Upvote:1
This is seldom the case nowadays but it still does happen. You are absolutely right that the practice is silly and is generally unnecessary. Your question about international hotels covers an extremely wide net that includes vastly different practices across locations and property types. So, keep in mind that there are vastly different protocols and not one procedure for all international hotels but generally:
- When arriving at a hotel, you nearly always check-in. At this point you show either a reservation or ID and staff hands you one or more keys to your room. This confirms who you are, the duration of your stay and your payment agreement (here too there are many ways this works - topics for other questions).
- You or anyone in your party can generally go in and out of your room as you please but you normally have to leave the room locked to discourage opportunistic thieves. While you are out, cleaning staff comes in to clean the room, usually but not always daily. Most hotels have a master key or a duplicate of each room key, so they can enter while you are away. However, there are some places, usually small hotels in poor countries where copies are expensive and so they ask you to leave the key for use by staff. This also has the secondary effect of letting them know when you are away.
- When you go back to your room during your stay, you need your key to go back in. If you left it at the desk, you have to ask for it and indeed they hand it extremely easily!

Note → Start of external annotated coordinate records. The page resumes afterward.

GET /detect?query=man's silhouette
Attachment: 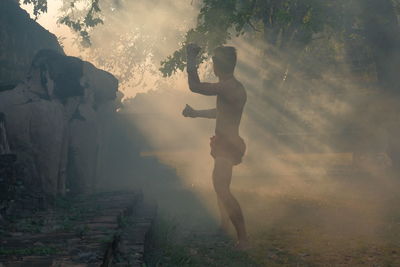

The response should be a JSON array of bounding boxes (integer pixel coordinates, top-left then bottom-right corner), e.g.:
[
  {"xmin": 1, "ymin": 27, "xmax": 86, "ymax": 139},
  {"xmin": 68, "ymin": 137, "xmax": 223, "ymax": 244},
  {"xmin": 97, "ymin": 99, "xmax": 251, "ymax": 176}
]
[{"xmin": 183, "ymin": 44, "xmax": 248, "ymax": 249}]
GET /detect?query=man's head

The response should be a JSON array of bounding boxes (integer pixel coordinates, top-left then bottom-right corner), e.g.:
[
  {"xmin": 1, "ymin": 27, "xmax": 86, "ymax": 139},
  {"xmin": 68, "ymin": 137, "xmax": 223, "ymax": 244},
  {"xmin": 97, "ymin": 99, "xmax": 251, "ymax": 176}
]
[{"xmin": 212, "ymin": 46, "xmax": 236, "ymax": 76}]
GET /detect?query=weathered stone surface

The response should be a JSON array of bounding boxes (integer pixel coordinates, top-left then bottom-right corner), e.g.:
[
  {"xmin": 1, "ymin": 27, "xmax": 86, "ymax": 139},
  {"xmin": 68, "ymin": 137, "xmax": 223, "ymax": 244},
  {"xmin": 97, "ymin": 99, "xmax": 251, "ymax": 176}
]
[{"xmin": 0, "ymin": 192, "xmax": 155, "ymax": 267}]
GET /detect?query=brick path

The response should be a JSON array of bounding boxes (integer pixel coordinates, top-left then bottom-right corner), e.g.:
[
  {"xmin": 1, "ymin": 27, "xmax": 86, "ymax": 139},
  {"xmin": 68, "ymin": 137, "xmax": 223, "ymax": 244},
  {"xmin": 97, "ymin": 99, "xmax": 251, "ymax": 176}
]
[{"xmin": 0, "ymin": 192, "xmax": 156, "ymax": 267}]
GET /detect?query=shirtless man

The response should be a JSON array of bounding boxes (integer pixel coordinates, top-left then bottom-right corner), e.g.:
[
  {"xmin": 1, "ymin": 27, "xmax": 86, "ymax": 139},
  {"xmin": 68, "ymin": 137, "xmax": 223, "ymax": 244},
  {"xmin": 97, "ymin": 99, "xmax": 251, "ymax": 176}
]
[{"xmin": 182, "ymin": 44, "xmax": 248, "ymax": 249}]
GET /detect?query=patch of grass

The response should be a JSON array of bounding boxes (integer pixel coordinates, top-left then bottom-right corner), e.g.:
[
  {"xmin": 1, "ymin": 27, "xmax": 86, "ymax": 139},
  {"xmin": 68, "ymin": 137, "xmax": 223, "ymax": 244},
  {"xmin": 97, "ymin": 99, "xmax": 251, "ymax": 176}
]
[{"xmin": 145, "ymin": 218, "xmax": 259, "ymax": 267}]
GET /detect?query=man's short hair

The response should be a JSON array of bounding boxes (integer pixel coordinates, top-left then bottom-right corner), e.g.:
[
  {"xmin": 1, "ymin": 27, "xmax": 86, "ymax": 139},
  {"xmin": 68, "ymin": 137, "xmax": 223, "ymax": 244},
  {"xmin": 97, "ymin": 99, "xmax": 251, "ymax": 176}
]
[{"xmin": 212, "ymin": 46, "xmax": 236, "ymax": 74}]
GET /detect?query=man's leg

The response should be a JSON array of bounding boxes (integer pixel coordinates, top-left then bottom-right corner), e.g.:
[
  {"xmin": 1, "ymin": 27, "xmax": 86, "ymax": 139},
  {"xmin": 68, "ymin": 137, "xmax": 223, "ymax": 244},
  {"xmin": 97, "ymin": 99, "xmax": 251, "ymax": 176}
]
[
  {"xmin": 217, "ymin": 196, "xmax": 230, "ymax": 232},
  {"xmin": 213, "ymin": 158, "xmax": 248, "ymax": 247}
]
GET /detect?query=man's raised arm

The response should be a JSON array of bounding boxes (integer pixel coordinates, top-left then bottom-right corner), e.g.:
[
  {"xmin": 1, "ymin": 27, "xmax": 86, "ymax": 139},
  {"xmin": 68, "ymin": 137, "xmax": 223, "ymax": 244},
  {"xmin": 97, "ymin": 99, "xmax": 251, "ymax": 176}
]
[
  {"xmin": 182, "ymin": 105, "xmax": 217, "ymax": 119},
  {"xmin": 186, "ymin": 44, "xmax": 221, "ymax": 95}
]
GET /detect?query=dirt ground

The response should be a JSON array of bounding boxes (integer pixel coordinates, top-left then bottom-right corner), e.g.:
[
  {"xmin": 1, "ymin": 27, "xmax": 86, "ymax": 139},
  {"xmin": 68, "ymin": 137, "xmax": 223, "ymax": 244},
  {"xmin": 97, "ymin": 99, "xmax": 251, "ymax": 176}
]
[{"xmin": 139, "ymin": 152, "xmax": 400, "ymax": 266}]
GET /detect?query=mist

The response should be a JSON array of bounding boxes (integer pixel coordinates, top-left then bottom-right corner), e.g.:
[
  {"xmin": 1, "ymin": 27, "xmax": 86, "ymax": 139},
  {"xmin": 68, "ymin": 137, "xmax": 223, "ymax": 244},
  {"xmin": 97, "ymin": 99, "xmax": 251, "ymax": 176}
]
[{"xmin": 20, "ymin": 0, "xmax": 400, "ymax": 265}]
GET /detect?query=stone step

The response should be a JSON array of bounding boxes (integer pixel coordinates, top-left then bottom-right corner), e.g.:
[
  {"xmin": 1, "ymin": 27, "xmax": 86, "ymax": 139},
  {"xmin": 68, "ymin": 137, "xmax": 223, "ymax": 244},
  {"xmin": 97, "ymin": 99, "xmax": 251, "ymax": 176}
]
[{"xmin": 0, "ymin": 192, "xmax": 156, "ymax": 267}]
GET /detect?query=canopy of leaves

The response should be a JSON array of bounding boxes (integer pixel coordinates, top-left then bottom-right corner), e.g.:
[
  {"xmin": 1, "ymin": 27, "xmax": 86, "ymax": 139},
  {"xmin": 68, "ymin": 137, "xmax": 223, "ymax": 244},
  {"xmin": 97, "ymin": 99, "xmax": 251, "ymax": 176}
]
[{"xmin": 160, "ymin": 0, "xmax": 338, "ymax": 76}]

You generally only need to state your name of even just the room number and they give it to you. This always seems insecure to me and I often just tell them that I'm keeping the key with me. Staff rarely objects unless it is because they need to key to clean the room and in those cases, I only leave it with them during one outing.
Now, in small hotels, it seems that they do this by memory but that may be the case only some of the time. Evening and daytime staff are not always the same, as for weekday and weekend staff and so there are times when you will leave your key with someone and get it back from someone else. The insanity is that not once have they ever asked me for ID and I've stayed in several hundred hotels in 63 countries.
This protocol would be highly unsustainable in large hotels and I have only seen it in places with fewer than 12 or so rooms. Many modern hotels now generate a magnetic key when a guest checks in and it gets invalidated when you check-out. People usually hand them to the desk to get erased. These keys can contain information identifying the customer and so should be wiped or destroyed to avoid privacy issues.